Emerson Township is a civil township of Gratiot County in the U.S. state of Michigan. The population was 849 at the 2020 census.

==History==
Emerson Township was formed in 1855.

==Communities==
- The northeast quadrant of the city of Ithaca is at the southwest corner of the township, but is administratively autonomous.
- The cities of Alma and St. Louis are just a few miles northwest on U.S. Highway 127.
- Beebe is an unincorporated community within the township at . It was established in 1883.

==Geography==
According to the United States Census Bureau, the township has a total area of 35.2 sqmi, all land.

==Demographics==
As of the census of 2000, there were 966 people, 353 households, and 282 families residing in the township. The population density was 27.4 PD/sqmi. There were 383 housing units at an average density of 10.9 /sqmi. The racial makeup of the township was 97.00% White, 0.10% African American, 0.41% Native American, 0.21% Asian, 1.76% from other races, and 0.52% from two or more races. Hispanic or Latino of any race were 2.90% of the population.

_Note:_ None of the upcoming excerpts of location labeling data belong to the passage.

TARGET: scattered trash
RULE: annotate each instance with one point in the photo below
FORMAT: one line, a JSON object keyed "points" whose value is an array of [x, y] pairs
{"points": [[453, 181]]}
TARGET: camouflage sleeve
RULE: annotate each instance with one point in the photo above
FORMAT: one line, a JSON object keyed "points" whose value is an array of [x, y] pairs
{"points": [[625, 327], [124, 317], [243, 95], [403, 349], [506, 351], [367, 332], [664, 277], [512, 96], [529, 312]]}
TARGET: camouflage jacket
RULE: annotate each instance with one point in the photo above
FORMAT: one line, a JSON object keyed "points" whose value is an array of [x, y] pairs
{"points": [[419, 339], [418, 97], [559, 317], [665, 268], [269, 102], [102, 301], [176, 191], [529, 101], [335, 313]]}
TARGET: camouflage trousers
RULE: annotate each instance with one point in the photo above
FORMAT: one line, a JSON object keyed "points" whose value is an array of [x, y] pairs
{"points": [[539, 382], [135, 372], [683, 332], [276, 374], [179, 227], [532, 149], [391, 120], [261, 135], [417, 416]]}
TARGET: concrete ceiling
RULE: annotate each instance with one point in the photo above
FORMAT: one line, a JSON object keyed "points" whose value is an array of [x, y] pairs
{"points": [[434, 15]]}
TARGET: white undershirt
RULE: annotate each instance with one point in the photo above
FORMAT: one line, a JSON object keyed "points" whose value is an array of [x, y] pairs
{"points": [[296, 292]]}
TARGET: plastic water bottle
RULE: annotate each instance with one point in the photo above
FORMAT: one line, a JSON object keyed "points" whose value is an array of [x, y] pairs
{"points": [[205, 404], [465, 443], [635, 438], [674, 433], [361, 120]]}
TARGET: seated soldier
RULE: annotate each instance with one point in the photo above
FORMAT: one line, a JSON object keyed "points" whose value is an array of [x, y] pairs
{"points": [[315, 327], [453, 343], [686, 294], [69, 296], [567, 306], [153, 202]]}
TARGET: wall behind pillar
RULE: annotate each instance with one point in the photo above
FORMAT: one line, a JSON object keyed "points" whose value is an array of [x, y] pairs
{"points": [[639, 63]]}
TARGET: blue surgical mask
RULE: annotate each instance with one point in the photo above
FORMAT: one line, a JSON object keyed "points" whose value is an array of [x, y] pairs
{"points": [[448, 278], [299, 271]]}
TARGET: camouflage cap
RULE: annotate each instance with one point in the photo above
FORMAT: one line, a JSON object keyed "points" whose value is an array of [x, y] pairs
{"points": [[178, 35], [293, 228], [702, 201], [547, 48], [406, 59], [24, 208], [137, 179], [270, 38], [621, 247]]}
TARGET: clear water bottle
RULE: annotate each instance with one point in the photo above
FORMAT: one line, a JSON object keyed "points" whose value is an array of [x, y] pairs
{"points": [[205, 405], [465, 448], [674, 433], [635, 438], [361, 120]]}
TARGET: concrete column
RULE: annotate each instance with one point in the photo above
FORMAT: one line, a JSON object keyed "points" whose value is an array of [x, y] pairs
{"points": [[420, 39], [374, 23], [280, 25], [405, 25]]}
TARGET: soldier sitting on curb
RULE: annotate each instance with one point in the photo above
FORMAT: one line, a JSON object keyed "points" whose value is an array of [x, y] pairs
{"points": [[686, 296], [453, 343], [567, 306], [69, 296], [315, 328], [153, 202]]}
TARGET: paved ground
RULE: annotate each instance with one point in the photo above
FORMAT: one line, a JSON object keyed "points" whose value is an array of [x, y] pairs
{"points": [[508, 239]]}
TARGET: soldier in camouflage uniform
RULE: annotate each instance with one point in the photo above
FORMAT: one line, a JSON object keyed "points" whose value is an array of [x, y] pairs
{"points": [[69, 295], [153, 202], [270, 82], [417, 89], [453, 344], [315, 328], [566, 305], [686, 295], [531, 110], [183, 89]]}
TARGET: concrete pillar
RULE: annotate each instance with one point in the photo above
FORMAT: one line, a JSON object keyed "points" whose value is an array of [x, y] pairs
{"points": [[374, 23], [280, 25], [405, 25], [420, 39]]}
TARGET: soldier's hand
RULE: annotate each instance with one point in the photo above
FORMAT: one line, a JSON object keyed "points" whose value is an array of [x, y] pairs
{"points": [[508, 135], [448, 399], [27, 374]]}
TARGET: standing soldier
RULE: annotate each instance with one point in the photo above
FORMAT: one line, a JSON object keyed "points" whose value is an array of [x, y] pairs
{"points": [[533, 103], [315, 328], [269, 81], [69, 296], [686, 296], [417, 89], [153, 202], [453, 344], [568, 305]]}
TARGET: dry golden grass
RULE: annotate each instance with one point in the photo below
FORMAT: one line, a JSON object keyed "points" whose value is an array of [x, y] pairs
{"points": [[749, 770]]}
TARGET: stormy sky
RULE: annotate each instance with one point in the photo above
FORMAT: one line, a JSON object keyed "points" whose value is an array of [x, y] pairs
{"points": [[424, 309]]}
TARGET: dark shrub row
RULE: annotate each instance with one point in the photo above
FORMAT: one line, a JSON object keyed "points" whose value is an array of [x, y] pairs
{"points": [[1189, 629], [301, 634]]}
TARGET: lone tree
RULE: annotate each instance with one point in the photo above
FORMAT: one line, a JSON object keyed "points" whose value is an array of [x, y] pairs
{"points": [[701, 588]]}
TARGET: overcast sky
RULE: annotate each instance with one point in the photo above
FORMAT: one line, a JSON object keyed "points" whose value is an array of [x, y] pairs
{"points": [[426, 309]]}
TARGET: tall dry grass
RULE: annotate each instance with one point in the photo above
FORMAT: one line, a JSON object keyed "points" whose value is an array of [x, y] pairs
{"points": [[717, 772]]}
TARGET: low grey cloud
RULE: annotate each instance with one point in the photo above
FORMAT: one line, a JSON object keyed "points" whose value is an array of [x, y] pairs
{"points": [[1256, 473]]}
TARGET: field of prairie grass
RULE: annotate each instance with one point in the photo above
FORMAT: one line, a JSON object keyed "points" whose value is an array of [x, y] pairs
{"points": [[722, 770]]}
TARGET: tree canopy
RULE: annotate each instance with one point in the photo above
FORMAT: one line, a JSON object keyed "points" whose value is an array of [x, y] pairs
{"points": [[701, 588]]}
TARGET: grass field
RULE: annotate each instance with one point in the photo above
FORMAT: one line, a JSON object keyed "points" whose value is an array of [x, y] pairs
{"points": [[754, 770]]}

There were 353 households, out of which 36.0% had children under the age of 18 living with them, 71.7% were married couples living together, 5.4% had a female householder with no husband present, and 20.1% were non-families. 17.8% of all households were made up of individuals, and 10.8% had someone living alone who was 65 years of age or older. The average household size was 2.71 and the average family size was 3.05.

In the township the population was spread out, with 26.8% under the age of 18, 8.2% from 18 to 24, 26.9% from 25 to 44, 23.5% from 45 to 64, and 14.6% who were 65 years of age or older. The median age was 37 years. For every 100 females, there were 102.5 males. For every 100 females age 18 and over, there were 98.0 males.

The median income for a household in the township was $45,054, and the median income for a family was $46,447. Males had a median income of $34,375 versus $21,923 for females. The per capita income for the township was $18,159. About 11.7% of families and 12.0% of the population were below the poverty line, including 17.1% of those under age 18 and 6.5% of those age 65 or over.